2. As noted above, the earth’s blue airy brightness arises from the scattering of sunlight by atmospheric particles. Without the atmosphere, the sun would be encompassed by darkness (as it is when seen from the moon, which has no atmosphere). Faint starlight does little to illuminate the atmosphere, and so we see it as being almost completely coincidental with its physical origins.
3. P. W. Bridgman writes: “The most elementary examination of what light means in terms of direct experience shows that we never experience light itself, but our experience deals only with things lighted. This fundamental fact is never modified by the most complicated or refined physical experiments that have ever been devised; from the point of view of operations, light means nothing more than things lighted” (151). Jonathan Powers writes: “When we see an object we see patches of colour, of light and shade. We do not see a luminescent stream flooding into our eyes. The ‘light’ we postulate to account for the way we see ‘external objects’ is not given in experience; it is inferred from it” (4).
4. Discussing our inability to visualize atomic phenomena adequately, Norwood Russell Hanson insists that “electrons could not be other than unpicturable.

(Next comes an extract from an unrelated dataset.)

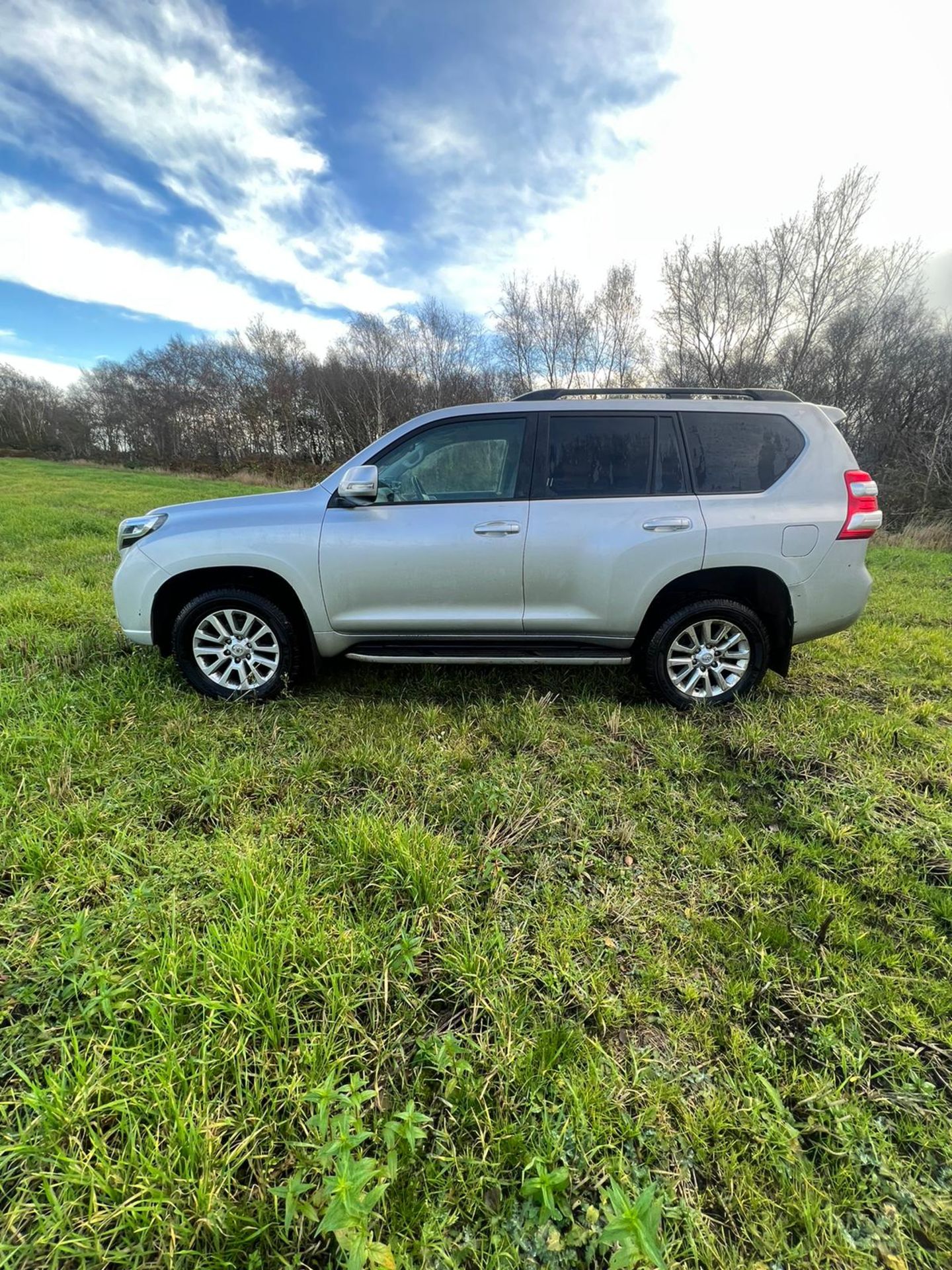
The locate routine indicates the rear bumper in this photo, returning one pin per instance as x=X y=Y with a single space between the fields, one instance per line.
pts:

The impossibility of visualizing ultimate matter is an essential feature of atomic explanation.” This is because “what requires explanation cannot itself figure in the explanation” (119-20). I thank Dennis Rasmussen for bringing Hanson’s argument to my attention.
5. John Wheeler writes that “light and influences propagated at the speed of light make zero-interval linkages between events near and far” (Journey 43). This remarkable statement emerges from the role light plays in a space-time setting, wherein light speed is defined as an upper limit for the transmission of signals between distant events. Whereas events separated by space-like or time-like intervals are truly distant from each other, those connected by light-like intervals (i.e., connected by light rays) are not spatially or temporally separated. This follows from the absolute constancy of the speed of light.